Perrigo Q4 Core EPS Drops to $0.76, Plans $80–100M Savings Program
In Q4, Perrigo’s core organic net sales dropped 2% and core EPS declined to $0.76, while full-year 2025 CORE EPS climbed 14% to $2.75. Management recorded a $1.3 billion non-cash goodwill impairment, forecast a $0.60 EPS under-absorption headwind for 2026, and initiated an $80–100 million annual savings program.
1. Q4 and Full-Year 2025 Performance
Perrigo’s core organic net sales fell 2% in Q4, with core operating income down $4 million and core EPS decreasing $0.02 to $0.76. For full-year 2025, all-in operating income grew 2% and EPS rose 7% to $2.75, while CORE operating income increased 7% and CORE EPS jumped 14%.
2. Goodwill Impairment and Financial Impact
Management recorded a $1.3 billion non-cash goodwill impairment in 2025 that does not affect cash flows but creates an approximate $0.60 EPS under-absorption headwind in 2026. CFO flagged potential additional impairment charges early in 2026 related to segment reporting changes.
3. Three-S Strategy and Portfolio Actions
Under its Three-S plan—simplify, streamline, strengthen—Perrigo gained over $100 million in new U.S. store-brand distribution and reversed years of market‐share declines in key OTC categories. The company is divesting its dermacosmetics business by Q2 2026, reviewing its infant formula portfolio, and reorganizing reporting into Self Care, Specialty Care, and infant formula segments.

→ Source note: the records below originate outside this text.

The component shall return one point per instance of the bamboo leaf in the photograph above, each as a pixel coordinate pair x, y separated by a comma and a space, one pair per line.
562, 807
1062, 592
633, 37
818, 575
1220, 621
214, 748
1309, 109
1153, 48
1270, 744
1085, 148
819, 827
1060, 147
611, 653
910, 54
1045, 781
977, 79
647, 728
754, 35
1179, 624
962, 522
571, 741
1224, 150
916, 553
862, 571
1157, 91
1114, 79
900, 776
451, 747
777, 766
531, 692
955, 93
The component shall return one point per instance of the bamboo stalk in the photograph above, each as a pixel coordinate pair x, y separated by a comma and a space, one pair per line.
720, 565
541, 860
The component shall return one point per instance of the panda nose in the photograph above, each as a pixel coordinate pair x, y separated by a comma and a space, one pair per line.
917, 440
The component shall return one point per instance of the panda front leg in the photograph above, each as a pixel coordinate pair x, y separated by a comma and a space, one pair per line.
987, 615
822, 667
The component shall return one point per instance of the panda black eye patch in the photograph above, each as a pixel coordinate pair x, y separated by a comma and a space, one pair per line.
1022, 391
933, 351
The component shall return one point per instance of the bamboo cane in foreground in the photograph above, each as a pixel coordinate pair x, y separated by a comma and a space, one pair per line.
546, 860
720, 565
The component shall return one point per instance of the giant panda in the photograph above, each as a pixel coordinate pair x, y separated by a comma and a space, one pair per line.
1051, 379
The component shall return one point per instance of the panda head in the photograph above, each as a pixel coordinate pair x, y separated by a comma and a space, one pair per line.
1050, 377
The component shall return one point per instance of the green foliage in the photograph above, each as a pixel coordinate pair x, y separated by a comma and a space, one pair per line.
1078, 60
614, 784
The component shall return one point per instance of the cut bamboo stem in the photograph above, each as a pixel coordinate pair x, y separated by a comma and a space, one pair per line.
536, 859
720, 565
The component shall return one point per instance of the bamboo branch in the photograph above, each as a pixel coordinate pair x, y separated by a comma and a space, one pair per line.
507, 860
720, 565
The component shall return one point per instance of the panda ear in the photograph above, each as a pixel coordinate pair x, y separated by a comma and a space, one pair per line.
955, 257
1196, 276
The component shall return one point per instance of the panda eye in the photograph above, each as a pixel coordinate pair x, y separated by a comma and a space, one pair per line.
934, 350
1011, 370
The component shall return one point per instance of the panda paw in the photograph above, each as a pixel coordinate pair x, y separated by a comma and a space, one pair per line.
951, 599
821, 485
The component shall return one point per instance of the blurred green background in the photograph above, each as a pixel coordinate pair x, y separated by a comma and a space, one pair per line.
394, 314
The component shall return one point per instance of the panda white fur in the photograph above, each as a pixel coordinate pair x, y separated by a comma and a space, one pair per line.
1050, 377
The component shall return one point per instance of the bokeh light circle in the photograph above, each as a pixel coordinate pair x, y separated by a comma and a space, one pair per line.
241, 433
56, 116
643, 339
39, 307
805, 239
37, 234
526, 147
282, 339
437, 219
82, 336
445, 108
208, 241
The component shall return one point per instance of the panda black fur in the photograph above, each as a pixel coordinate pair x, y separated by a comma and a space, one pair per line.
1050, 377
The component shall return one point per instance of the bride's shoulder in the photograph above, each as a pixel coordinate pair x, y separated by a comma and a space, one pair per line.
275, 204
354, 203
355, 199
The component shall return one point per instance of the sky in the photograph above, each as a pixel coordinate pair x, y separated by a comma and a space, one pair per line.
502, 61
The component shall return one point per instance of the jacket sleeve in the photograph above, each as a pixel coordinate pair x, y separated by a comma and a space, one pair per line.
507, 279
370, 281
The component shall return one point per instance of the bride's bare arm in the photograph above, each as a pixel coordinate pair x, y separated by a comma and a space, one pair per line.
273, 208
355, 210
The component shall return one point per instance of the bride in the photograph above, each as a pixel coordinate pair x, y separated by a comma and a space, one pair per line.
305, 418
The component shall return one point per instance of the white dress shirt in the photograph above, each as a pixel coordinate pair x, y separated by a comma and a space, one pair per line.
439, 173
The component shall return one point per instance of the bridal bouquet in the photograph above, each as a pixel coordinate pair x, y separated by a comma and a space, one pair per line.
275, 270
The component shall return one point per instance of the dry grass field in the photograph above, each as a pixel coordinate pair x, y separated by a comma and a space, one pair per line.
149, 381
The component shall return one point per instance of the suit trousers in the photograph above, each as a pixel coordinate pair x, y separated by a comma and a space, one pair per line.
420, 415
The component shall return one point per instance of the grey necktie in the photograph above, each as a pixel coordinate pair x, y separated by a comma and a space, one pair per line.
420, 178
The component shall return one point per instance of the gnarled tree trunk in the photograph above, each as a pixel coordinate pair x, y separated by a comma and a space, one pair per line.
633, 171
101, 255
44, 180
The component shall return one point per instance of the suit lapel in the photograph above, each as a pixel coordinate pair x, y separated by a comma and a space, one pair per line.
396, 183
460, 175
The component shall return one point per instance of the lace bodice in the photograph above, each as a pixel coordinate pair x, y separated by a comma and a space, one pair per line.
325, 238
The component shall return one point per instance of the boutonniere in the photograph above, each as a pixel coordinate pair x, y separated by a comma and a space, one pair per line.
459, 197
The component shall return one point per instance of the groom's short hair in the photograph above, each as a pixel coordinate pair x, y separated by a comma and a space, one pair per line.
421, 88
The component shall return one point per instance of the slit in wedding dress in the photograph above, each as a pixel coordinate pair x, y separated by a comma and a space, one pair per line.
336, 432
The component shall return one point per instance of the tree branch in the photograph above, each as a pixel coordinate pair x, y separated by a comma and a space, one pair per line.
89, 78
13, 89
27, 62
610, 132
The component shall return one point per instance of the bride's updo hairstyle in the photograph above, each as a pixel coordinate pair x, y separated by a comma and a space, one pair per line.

4. 2026 Outlook and Savings Program
Management described 2026 as a transition year, guiding CORE net sales growth of -3.5% to +0.5% and CORE EPS of $2.25–$2.55. A two-year operational program targets $80–$100 million in annual pre-tax savings through ~7% workforce reductions and cost efficiencies, with most savings expected in the back half of the year.